I have been so preoccupied with coping with the COVID virus, that I neglected to keep in touch with my fount of practical wisdom, namely my cousin Hryts from the eponymous village of Pidkamin in Western Ukraine. I usually call him on a regular basis, if for nothing else than to reassure myself that the famous monolith the village is named for has not come tumbling down from the heights overlooking the village, and obliterated this bucolically pleasant little burg. I have stood next to this rock many times and marvelled at its precarious balancing act, amazed that it has stayed in place all these many centuries, if not millennia.
I have fond memories of sitting under the walnut tree in Hryts’ garden, sipping on Hryts’ wife Yevdokia’s famous cherry and moonshine “nalyvka” (liqueur), and listening to one of Hryts’ long but fascinating monologues on how that rock is symbolic of human life itself, striving to maintain balance against the irrepressible forces of nature. Hryts and that rock have a special relationship, and so long as that rock stands in place, Hryts is content that all is right in the universe.
I reached Hryts on his mobile phone thanks to a now ubiquitous SKYPE connection and found him in good spirits.
“So, Hrytsiu,” I began, “Is the rock still safely in its perch?”
“The rock” he replied, with a chuckle in his voice, “is still in perfect balance, in contrast to a certain Canadian cousin I know!”
That comeback told me that Hryts was his usual, undiminished feisty self.
“So how are you dealing with the coronavirus?” I continued. “Has it created any additional hardships or stress in your life?”
“Well, well, my turnip-head cousin” he answered, “I see that you are as devoid of comprehending our existence and reality as ever. There are no ‘hardships’ as you call them, in life. There are only challenges and changes in circumstances that enable us to use our God-given skills and talents to find interesting new ways to enjoy the life that we have, ways that we don’t usually even think of because we get into ingrained habits and ruts. Things like the coronavirus are really a blessing in disguise, because they force us to realize the precious nature of life, and to confront the question of what truly is important and necessary for us to live and be happy.”

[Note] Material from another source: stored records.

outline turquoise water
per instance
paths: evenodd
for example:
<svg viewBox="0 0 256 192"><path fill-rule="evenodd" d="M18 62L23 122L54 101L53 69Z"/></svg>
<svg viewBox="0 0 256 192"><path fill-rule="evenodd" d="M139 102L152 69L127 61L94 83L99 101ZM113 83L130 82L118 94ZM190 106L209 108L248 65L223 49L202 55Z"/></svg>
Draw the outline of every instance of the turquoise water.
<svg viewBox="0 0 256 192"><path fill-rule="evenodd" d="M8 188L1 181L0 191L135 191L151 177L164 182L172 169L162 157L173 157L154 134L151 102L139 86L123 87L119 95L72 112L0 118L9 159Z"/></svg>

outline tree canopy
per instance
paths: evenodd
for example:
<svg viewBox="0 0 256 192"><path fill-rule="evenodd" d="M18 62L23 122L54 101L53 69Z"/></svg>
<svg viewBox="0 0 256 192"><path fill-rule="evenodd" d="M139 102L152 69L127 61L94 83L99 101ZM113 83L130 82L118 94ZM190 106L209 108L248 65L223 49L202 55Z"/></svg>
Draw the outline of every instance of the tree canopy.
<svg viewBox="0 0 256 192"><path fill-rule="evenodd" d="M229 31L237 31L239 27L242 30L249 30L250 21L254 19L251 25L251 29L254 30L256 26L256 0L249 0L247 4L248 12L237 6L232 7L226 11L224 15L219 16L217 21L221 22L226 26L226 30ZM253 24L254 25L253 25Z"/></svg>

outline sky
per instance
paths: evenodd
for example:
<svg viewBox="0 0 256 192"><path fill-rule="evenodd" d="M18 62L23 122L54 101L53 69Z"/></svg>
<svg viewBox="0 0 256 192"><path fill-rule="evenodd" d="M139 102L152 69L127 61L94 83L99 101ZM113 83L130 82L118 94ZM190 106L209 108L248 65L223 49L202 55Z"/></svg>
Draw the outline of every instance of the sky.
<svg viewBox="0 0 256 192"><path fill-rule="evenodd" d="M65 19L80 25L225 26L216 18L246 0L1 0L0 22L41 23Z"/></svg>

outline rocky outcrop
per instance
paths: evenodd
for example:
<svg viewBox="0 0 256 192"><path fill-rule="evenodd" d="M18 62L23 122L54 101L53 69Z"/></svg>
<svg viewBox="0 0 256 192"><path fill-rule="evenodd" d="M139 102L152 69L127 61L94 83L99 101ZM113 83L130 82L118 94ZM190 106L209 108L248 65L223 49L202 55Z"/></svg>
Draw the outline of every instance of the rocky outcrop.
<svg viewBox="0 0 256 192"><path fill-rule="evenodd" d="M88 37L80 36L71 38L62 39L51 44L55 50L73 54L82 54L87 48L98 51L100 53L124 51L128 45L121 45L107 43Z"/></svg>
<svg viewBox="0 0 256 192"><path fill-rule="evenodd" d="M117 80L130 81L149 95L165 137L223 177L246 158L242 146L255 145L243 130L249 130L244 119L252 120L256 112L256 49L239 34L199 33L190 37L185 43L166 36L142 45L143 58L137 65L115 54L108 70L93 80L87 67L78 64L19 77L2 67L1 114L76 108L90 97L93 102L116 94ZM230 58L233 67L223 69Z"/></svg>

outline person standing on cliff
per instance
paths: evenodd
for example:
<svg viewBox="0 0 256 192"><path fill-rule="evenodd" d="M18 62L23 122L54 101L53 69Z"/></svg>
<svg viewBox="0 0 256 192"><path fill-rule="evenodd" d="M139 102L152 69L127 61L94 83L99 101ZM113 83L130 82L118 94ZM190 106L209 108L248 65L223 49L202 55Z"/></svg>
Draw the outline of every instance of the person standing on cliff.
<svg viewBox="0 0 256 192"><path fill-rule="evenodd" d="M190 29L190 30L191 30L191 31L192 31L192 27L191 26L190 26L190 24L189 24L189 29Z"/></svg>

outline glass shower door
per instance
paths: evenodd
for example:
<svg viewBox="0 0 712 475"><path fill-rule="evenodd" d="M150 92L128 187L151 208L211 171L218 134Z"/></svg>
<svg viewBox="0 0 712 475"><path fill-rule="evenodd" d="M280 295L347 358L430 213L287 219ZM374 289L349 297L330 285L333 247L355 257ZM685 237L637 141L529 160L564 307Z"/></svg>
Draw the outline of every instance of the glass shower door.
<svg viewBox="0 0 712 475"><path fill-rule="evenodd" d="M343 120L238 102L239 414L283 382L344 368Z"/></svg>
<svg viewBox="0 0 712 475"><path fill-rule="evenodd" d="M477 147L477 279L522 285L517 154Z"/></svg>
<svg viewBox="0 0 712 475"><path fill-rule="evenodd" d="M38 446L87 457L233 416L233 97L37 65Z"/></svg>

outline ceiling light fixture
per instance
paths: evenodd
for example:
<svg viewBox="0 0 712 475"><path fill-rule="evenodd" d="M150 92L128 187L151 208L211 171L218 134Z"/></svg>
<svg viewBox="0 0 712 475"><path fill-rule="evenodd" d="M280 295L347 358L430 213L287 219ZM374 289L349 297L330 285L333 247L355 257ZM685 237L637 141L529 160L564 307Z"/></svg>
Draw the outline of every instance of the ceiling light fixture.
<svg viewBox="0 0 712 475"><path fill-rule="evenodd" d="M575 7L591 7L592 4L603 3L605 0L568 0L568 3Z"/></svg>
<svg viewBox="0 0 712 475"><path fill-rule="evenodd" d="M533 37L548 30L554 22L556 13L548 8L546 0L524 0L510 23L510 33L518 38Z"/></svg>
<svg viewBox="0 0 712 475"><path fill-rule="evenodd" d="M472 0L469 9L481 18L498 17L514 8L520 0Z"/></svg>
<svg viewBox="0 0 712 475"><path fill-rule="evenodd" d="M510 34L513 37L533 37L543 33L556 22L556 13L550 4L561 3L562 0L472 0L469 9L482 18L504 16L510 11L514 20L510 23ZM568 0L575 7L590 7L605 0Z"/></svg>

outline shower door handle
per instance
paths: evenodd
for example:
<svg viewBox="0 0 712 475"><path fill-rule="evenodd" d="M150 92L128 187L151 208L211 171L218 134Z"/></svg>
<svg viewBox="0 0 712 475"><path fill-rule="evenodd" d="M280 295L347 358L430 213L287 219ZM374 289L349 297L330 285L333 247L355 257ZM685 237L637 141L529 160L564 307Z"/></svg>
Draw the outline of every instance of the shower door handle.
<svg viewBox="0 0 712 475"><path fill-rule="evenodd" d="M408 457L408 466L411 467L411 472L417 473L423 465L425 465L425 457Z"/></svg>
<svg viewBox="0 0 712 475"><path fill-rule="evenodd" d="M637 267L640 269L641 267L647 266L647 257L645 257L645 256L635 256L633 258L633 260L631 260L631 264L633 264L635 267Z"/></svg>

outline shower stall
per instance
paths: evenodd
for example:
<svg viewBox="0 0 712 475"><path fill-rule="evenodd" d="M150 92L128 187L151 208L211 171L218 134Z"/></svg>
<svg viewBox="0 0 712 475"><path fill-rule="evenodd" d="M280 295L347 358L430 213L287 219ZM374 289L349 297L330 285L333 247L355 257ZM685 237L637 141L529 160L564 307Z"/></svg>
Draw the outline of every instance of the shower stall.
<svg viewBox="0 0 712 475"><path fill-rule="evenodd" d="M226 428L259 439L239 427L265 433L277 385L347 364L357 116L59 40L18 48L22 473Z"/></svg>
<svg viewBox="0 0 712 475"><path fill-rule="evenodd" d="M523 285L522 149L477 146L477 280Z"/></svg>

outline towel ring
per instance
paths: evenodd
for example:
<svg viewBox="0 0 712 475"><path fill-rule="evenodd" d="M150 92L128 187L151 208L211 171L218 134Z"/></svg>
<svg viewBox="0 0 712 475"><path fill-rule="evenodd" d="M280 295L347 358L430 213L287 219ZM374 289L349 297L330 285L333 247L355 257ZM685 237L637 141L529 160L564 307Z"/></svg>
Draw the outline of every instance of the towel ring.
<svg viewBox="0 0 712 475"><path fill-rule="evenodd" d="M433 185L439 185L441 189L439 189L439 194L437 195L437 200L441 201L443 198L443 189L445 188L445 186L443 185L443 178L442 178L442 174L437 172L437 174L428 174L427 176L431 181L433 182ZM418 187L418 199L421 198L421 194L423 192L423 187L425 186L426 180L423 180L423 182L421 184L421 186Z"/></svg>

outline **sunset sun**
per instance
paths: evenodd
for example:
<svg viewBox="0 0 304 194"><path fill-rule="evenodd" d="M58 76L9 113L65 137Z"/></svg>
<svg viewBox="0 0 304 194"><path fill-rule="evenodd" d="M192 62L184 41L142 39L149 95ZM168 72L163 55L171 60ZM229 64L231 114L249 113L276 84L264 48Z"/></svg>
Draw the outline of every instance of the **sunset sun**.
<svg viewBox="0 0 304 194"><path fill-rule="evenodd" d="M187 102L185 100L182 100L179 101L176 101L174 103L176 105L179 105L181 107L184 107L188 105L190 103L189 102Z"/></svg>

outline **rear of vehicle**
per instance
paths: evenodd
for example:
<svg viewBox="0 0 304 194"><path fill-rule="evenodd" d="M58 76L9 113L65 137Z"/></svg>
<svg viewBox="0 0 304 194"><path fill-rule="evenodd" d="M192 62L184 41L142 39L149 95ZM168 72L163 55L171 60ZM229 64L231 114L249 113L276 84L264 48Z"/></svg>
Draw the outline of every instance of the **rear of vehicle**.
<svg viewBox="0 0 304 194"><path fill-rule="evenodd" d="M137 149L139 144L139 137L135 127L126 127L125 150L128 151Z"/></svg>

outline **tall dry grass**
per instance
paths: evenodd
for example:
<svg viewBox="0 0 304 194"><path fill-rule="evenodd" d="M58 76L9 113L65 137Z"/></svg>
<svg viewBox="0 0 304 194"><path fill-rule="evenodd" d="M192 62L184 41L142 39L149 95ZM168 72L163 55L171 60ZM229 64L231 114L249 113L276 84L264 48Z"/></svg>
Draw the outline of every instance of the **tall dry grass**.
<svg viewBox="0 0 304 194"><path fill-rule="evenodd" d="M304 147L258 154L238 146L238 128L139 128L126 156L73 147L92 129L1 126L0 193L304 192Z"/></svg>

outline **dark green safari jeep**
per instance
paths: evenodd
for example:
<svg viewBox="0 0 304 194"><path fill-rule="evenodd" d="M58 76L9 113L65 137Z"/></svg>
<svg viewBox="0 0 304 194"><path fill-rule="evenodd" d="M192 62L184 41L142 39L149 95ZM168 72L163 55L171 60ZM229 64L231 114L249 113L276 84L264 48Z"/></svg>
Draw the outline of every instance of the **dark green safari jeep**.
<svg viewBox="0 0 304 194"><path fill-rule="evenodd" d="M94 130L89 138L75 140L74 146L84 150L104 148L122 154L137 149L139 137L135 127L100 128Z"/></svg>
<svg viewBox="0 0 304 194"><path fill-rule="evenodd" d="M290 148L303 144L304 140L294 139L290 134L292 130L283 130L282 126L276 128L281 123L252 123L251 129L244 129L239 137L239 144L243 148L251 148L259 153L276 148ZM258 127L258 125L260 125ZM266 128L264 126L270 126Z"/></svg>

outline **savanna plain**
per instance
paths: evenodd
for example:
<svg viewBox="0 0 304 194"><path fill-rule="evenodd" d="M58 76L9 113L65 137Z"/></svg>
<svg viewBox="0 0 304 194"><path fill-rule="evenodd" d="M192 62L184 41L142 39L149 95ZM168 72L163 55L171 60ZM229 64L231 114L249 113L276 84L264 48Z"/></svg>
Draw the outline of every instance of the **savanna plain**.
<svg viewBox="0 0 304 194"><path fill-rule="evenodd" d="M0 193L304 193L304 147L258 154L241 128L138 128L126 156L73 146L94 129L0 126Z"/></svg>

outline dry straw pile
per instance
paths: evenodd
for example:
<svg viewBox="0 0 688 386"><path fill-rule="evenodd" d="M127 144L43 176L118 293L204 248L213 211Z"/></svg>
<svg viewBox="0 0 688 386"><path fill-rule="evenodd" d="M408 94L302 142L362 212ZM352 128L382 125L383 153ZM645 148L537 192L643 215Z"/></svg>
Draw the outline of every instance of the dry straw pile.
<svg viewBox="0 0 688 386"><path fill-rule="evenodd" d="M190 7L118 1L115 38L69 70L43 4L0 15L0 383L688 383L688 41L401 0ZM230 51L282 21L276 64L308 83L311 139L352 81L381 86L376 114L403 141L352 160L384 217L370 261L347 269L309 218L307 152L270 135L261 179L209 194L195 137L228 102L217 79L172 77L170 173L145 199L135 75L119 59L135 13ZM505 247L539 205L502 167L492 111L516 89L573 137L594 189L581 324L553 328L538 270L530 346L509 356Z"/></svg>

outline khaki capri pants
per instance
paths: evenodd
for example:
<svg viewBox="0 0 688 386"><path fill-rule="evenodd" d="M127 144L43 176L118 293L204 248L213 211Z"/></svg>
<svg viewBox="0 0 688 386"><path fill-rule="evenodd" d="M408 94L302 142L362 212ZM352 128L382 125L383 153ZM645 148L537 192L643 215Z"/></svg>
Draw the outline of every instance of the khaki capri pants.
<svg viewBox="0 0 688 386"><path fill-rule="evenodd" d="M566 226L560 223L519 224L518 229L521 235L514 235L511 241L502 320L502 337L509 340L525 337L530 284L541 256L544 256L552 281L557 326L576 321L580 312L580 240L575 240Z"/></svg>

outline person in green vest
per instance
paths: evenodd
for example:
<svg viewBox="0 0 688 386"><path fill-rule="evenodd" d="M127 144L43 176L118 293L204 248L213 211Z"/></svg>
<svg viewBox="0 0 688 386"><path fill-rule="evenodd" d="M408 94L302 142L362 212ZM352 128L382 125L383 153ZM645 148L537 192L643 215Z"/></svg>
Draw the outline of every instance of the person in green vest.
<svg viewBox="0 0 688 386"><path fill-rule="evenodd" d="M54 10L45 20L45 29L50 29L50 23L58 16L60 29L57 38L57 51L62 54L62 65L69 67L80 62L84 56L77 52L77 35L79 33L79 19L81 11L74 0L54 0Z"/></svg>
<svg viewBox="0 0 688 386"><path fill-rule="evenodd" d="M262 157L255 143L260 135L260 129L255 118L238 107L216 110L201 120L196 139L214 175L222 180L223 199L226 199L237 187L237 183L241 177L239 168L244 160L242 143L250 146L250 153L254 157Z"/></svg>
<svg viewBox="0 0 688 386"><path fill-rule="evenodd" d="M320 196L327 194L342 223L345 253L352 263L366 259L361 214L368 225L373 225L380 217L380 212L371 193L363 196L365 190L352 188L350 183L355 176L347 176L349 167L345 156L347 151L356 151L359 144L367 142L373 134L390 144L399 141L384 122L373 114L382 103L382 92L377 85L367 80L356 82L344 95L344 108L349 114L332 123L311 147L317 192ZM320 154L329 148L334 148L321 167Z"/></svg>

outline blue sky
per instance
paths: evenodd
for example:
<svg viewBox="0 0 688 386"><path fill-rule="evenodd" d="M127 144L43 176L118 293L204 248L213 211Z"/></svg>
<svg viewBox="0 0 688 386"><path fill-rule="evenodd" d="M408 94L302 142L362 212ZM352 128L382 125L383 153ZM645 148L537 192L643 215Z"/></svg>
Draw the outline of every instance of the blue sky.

“I can’t argue that, Hrytsiu,” I replied, “But what about all the deaths that the virus is causing, the disruption of the world’s economies, the unemployment, the curtailment of most social activities, the self-isolation?”
I could hear Hryts laughing halfway around the world.
“You, my dear cousin,” he eventually responded, “have the astuteness and comprehension of a horseradish! All those ‘hardships’ that you mention, are nothing new or novel. You forget that I have lived through wars, famine, epidemics, imprisonment, oppression, poverty and all kinds of tragedies. To you they are a big deal because you have gotten used to a privileged, comfortable and entitled life. When a disruption like COVID comes along, you don’t know how to deal with it. You see it as a catastrophe. For me, its just like a change in the weather. When a storm blows in, I hunker down and do what I must to lessen its destructive potential. I do not wail and weep and curse the fates. God gave you a brain and some common sense. Use them. Do what is prudent. Take good care of yourself and your loved ones. The storm will pass. It always does and life goes on.”
“But, but, Hrytsiu,” I stammered back, “This virus is deadly, it could kill me!”
Hryts was silent for a moment, then slowly answered “My dear cousin. That is always a possibility. But if we live our lives always fearing death, we are not really living. As one of the Psalms in the Bible tells us, though we may walk ‘in the valley of the shadow of death’, we should fear neither evil nor death itself. We should find joy and fulfilment in the life that we do have. You must always focus on living life to the fullest, and let death fend for itself.”
“Indeed!” I thought. A touch of Hryts always does wonders for my spirits.